Additional signatories will also be sought from among non-Jewish organizations, particularly those that supported passage of the federal Hate Crimes Statistics Act of 1990, Freeman said.
As outlined in the appeal by Wisconsin Attorney General James Doyle, the Wisconsin case involves a 1989 incident in Kenosha. A young black man, Todd Mitchell, was standing with a group of younger black teen-agers after they had seen the film " "Mississippi Burning," which depicted a black child being beaten by whites.
When a white teen, Gregory Riddick, walked by, Mitchell urged the other blacks to "go get" the "white boy." They attacked Riddick, stole his tennis shoes and left him unconscious.
Mitchell was convicted of aggravated battery as a party to a crime. The local court determined that Mitchell’s crime qualified for consideration under Wisconsin’s hate-crimes law, which provides enhanced penalties for crimes if a perpetrator intentionally selects the victim because of ""race, religion, color, disability, sexual orientation, national origin or ancestry.”

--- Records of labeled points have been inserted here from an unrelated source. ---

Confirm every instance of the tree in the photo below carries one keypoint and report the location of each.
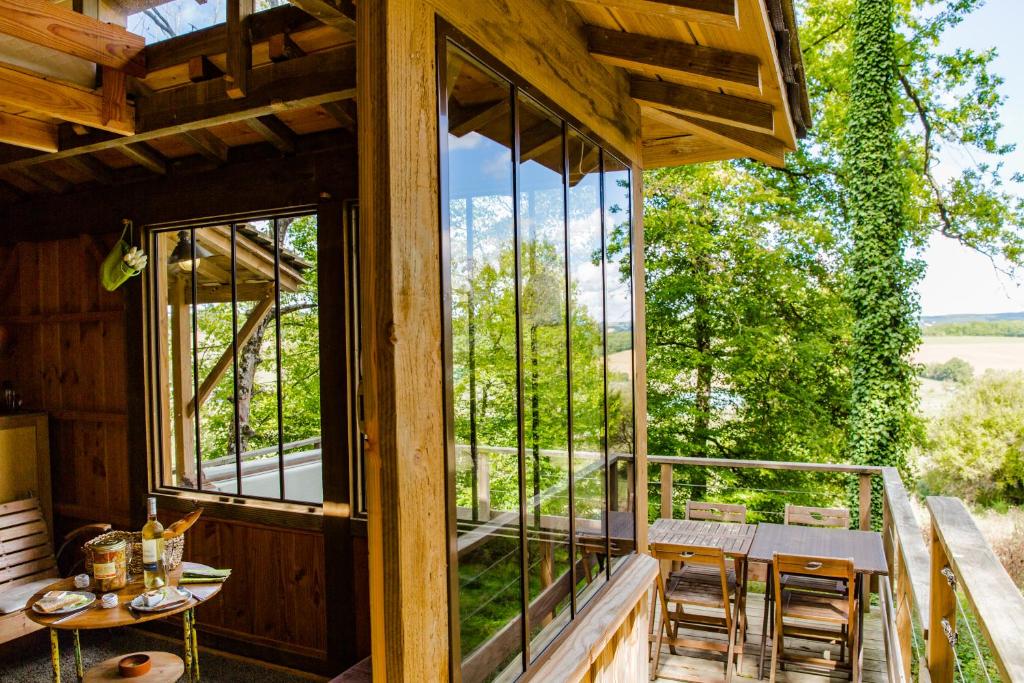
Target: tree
(881, 286)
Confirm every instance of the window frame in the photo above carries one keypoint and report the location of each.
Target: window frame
(301, 514)
(445, 35)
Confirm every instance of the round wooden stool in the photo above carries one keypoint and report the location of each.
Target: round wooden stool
(167, 668)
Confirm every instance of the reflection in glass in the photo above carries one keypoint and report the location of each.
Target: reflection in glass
(619, 345)
(483, 366)
(587, 351)
(545, 369)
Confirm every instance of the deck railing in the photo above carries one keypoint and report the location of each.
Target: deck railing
(920, 598)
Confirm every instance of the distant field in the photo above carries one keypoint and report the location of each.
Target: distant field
(982, 352)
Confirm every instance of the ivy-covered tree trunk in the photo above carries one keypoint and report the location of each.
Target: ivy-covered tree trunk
(882, 281)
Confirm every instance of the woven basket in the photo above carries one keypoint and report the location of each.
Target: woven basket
(173, 549)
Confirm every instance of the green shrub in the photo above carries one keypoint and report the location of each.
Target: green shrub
(975, 447)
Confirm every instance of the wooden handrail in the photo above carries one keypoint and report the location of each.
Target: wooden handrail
(962, 557)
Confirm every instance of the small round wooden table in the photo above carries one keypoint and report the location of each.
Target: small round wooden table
(95, 616)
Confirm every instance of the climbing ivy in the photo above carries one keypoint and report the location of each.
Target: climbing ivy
(881, 283)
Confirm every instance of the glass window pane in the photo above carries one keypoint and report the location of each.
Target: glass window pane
(587, 326)
(483, 368)
(300, 359)
(619, 343)
(545, 369)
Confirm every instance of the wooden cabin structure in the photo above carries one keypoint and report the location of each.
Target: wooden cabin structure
(418, 170)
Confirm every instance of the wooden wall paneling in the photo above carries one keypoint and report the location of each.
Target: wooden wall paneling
(399, 249)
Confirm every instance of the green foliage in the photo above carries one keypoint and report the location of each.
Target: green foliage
(976, 329)
(881, 281)
(975, 447)
(953, 370)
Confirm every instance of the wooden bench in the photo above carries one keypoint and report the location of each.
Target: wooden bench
(28, 562)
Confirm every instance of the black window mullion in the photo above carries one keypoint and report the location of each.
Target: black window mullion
(235, 358)
(276, 336)
(517, 247)
(568, 368)
(196, 401)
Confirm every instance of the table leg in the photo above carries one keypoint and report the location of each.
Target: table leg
(195, 637)
(79, 669)
(55, 655)
(187, 642)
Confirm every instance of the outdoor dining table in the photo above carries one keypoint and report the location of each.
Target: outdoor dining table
(734, 540)
(864, 548)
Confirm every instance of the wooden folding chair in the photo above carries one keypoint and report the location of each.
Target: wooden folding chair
(718, 512)
(693, 604)
(815, 616)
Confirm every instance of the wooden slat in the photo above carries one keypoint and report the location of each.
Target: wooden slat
(994, 598)
(60, 101)
(716, 12)
(27, 132)
(42, 23)
(719, 108)
(706, 66)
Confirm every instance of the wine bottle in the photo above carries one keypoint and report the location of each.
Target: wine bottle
(154, 571)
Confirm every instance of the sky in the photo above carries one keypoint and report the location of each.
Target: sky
(958, 280)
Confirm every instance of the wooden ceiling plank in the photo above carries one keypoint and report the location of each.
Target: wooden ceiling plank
(729, 110)
(42, 23)
(240, 48)
(757, 145)
(28, 132)
(92, 167)
(337, 13)
(144, 156)
(273, 131)
(674, 57)
(207, 144)
(60, 101)
(715, 12)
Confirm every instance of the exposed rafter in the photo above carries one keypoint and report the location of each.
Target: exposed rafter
(745, 142)
(704, 66)
(28, 132)
(738, 112)
(717, 12)
(35, 93)
(42, 23)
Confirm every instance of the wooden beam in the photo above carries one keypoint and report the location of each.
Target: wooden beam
(58, 100)
(201, 69)
(273, 131)
(92, 167)
(224, 361)
(306, 82)
(706, 66)
(240, 48)
(715, 12)
(282, 47)
(206, 143)
(28, 132)
(681, 151)
(757, 145)
(42, 23)
(338, 13)
(700, 103)
(145, 156)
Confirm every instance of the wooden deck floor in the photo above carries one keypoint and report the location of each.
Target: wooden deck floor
(690, 665)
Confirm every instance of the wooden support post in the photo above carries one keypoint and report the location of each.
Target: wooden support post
(667, 491)
(942, 608)
(240, 48)
(180, 372)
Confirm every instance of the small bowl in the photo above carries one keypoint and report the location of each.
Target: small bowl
(134, 666)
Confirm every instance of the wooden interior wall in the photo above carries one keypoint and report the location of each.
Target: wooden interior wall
(71, 357)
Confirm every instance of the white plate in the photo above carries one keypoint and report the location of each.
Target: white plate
(138, 605)
(67, 610)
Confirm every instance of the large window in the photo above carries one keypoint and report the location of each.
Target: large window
(539, 359)
(236, 351)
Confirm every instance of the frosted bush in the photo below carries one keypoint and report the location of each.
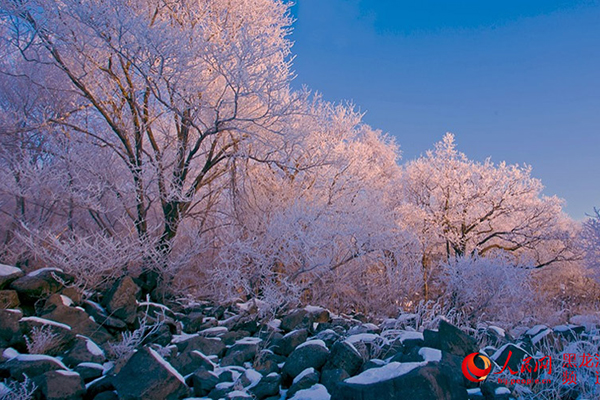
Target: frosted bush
(487, 288)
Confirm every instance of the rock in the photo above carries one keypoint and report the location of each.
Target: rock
(89, 371)
(312, 354)
(84, 351)
(9, 274)
(121, 300)
(513, 353)
(318, 391)
(329, 336)
(107, 396)
(193, 352)
(266, 362)
(431, 339)
(297, 319)
(41, 282)
(61, 385)
(9, 299)
(242, 351)
(455, 341)
(10, 331)
(208, 346)
(289, 342)
(62, 337)
(400, 381)
(148, 376)
(330, 378)
(267, 386)
(101, 385)
(203, 382)
(344, 356)
(31, 365)
(80, 323)
(305, 380)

Mitchell was sentenced to two years for battery, plus two years under the hate- crimes law for his motive in selecting the victim.

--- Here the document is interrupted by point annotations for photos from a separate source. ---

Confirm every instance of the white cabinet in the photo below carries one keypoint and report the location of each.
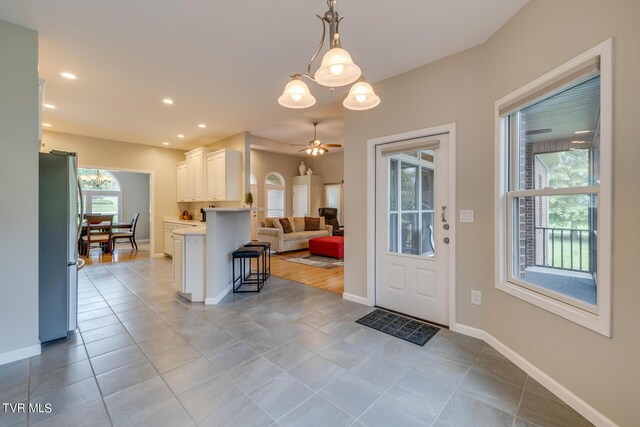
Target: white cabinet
(168, 228)
(196, 174)
(189, 264)
(224, 175)
(306, 195)
(181, 180)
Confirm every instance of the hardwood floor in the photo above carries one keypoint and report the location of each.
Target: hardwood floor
(329, 279)
(121, 253)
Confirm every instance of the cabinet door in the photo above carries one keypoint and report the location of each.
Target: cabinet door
(168, 242)
(220, 177)
(181, 172)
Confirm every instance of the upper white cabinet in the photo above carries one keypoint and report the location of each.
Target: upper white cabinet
(224, 175)
(196, 174)
(181, 178)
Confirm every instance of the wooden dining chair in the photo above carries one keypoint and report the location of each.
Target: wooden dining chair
(129, 234)
(98, 232)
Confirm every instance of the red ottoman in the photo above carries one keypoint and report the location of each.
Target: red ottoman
(331, 246)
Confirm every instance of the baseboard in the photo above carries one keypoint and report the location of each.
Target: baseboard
(355, 298)
(579, 405)
(216, 300)
(22, 353)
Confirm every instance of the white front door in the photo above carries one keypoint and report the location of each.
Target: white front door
(300, 200)
(412, 223)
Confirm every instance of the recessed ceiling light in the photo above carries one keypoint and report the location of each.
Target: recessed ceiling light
(69, 76)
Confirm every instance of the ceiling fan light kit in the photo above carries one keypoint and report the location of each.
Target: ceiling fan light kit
(337, 69)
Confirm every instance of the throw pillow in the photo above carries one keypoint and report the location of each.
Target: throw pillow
(311, 223)
(286, 225)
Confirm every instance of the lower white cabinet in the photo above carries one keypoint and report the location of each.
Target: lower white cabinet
(189, 265)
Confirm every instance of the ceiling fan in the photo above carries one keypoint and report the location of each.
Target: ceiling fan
(316, 147)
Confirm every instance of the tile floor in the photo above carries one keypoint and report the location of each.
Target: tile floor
(289, 356)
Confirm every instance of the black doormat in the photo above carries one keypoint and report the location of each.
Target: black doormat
(411, 330)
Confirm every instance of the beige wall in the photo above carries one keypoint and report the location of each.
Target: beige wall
(19, 207)
(330, 167)
(107, 154)
(263, 162)
(462, 89)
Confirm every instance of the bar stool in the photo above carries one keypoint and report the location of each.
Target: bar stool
(244, 278)
(267, 248)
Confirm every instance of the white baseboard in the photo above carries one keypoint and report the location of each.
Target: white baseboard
(216, 300)
(579, 405)
(22, 353)
(355, 298)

Mitchell appealed the additional sentence to the Wisconsin 2nd District Court of Appeals, claiming the hate-crimes law was too broad and penalized free speech. The appeal was rejected in June 1991.
Mitchell then appealed to the state Supreme Court. The majority opinion overturning the law was authored by Chief Justice Nathan Heffernan.
The attorney general’s brief quotes from the dissent of Justice Shirley Abrahamson in summarizing his position that the law "does not punish abstract beliefs or speech. The defendant’s beliefs or speech are only relevant as they relate directly to the commission of a crime.”
The brief also contends that the Wisconsin high court misunderstood the U.S. Supreme Court’s decision in June overturning a hate crimes ordinance in St. Paul, Minn.
Unlike the Wisconsin law, Doyle argues, the St. Paul ordinance targeted certain kinds of speech, ""fighting words,” based on the content of the expression."
In Ohio, Attorney General Lee Fisher appealed an Aug. 26 state Supreme Court ruling that the state’s 1987 ethnic intimidation law violated the Constitution’s protection of free speech.
Fisher pointed to the unanimous decision in the Oregon Supreme Court to uphold an ethnic intimidation law and said the U.S. Supreme Court should accept the case because a conflict existed between state courts.
He argued, too, that recent federal court decisions have held that a judge may take into account the harm caused by a racial crime when issuing a sentence.
(Contributing to this report were Leon Cohen of The Wisconsin Jewish Chronicle and the staff of the Cleveland Jewish News.)